Was macht eigentlich ... ... Birgit Breuel?


Die Tochter aus hanseatischer Kaufmannsfamilie und CDU-Politikerin leitete als Generalkommissarin die Organisation der Weltausstellung Expo 2000 in Hannover.

Seit die Weltausstellung 2000 zu Ende ging, hat man kaum mehr etwas von Ihnen gehört. Warum?
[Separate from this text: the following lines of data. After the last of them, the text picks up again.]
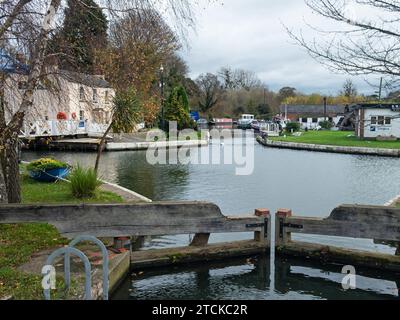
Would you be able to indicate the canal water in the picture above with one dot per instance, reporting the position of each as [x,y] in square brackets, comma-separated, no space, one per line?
[311,184]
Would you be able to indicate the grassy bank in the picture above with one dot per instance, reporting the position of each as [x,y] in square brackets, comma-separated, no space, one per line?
[337,138]
[19,242]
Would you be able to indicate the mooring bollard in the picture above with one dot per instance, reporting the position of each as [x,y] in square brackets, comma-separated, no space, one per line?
[282,237]
[263,235]
[122,243]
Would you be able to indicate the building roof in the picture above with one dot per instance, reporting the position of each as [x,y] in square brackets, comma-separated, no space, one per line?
[392,106]
[89,80]
[304,109]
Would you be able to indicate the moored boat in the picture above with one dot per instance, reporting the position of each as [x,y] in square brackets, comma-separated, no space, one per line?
[245,121]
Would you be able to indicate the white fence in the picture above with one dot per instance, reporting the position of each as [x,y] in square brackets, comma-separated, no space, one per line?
[50,128]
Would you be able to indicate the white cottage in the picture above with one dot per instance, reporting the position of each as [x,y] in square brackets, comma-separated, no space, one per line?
[375,121]
[66,103]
Nach der Expo habe ich mich selbst privatisiert und nach über 20 Jahren intensiver Arbeit in öffentlichen Ämtern ein neues Kapitel meines Lebens begonnen.
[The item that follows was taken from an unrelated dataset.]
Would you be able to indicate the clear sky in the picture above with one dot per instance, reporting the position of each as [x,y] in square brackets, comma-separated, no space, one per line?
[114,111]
Sie haben sich früher nicht immer die leichtesten Jobs ausgesucht - Finanzministerin in Niedersachsen, Treuhand-Chefin, später dann Leiterin der Expo. Gab es keine dankbareren Aufgaben?

Alle drei Ämter habe ich aus innerer Überzeugung wahrgenommen. Als Landesministerin bieten sich viele Möglichkeiten, eigene politische Vorstellungen zu verwirklichen. Die Treuhand hatte nach der wunderbaren Wiedervereinigung Deutschlands die gewaltige historische Aufgabe, eine ganze Planwirtschaft in eine soziale Marktwirtschaft zu überführen - eine Voraussetzung für das Zusammenwachsen von Ost und West. Die Expo bot die Chance, nachhaltiges Denken zu fördern und unser Land der Welt als sympathischen Gastgeber zu präsentieren.
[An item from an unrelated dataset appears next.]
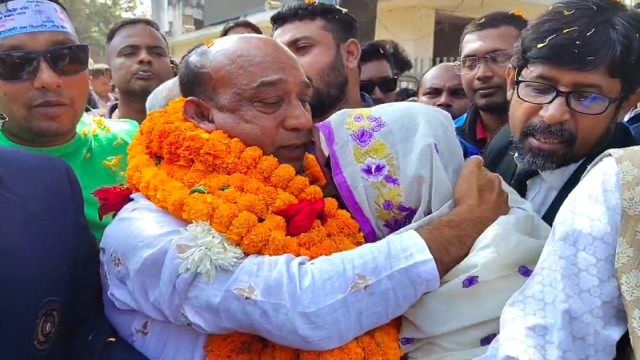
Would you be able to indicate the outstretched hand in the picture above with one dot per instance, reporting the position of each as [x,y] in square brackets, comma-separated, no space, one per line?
[479,200]
[480,192]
14 Jahre ist es her, dass die Treuhand ihre Arbeit eingestellt hat. Eine Bilanz?

Für mich war das Wichtigste, dass wir um jede einzelne Firma gerungen haben. Das hat die Öffentlichkeit leider oft anders wahrgenommen. Bei allen schmerzlichen Entscheidungen, die wir treffen mussten, stehe ich zu dieser Arbeit. Natürlich haben wir auch Fehler gemacht, von denen jeder einzelne zu bedauern ist. Aber wir mussten gerade am Anfang schnell entscheiden, um den Firmen und den Menschen zu helfen. Wenn ich heute die neuen Länder besuche, finde ich nicht nur eine gute Infrastruktur, sondern auch eine in weiten Teilen gute Wirtschaftsstruktur vor.

Können Sie sich noch an Ihren ersten Arbeitstag bei der Treuhand erinnern?

Karsten Rohwedder begrüßte mich mit den Worten: "Willkommen, Sie haben kein Büro, keine Mitarbeiter, aber sechs Säcke Post im Keller." Die ersten Tage hatte ich jede halbe Stunde ein Gespräch mit Unternehmensberatern aus ganz Deutschland, die ich einstellen konnte. Jedem war gesagt worden: "Bringen Sie Ihre Zahnbürste mit." Wenn sie gut waren, habe ich sie auch sofort genommen. Am nächsten Tag rief ich dann den jeweiligen Arbeitgeber an und sagte: "Der kommt nicht wieder."

Das größte Versäumnis?

Dass wir uns nicht genügend um die Industrieforschung gekümmert haben.

Und heute …

… kümmere ich mich um meinen Mann, meine drei Enkel und um unsere Stiftung. Außerdem liebe ich Gartenarbeit - und das war es. Erstaunlicherweise geht es mir gut dabei. Meine Familie hätte mir das übrigens nie zugetraut.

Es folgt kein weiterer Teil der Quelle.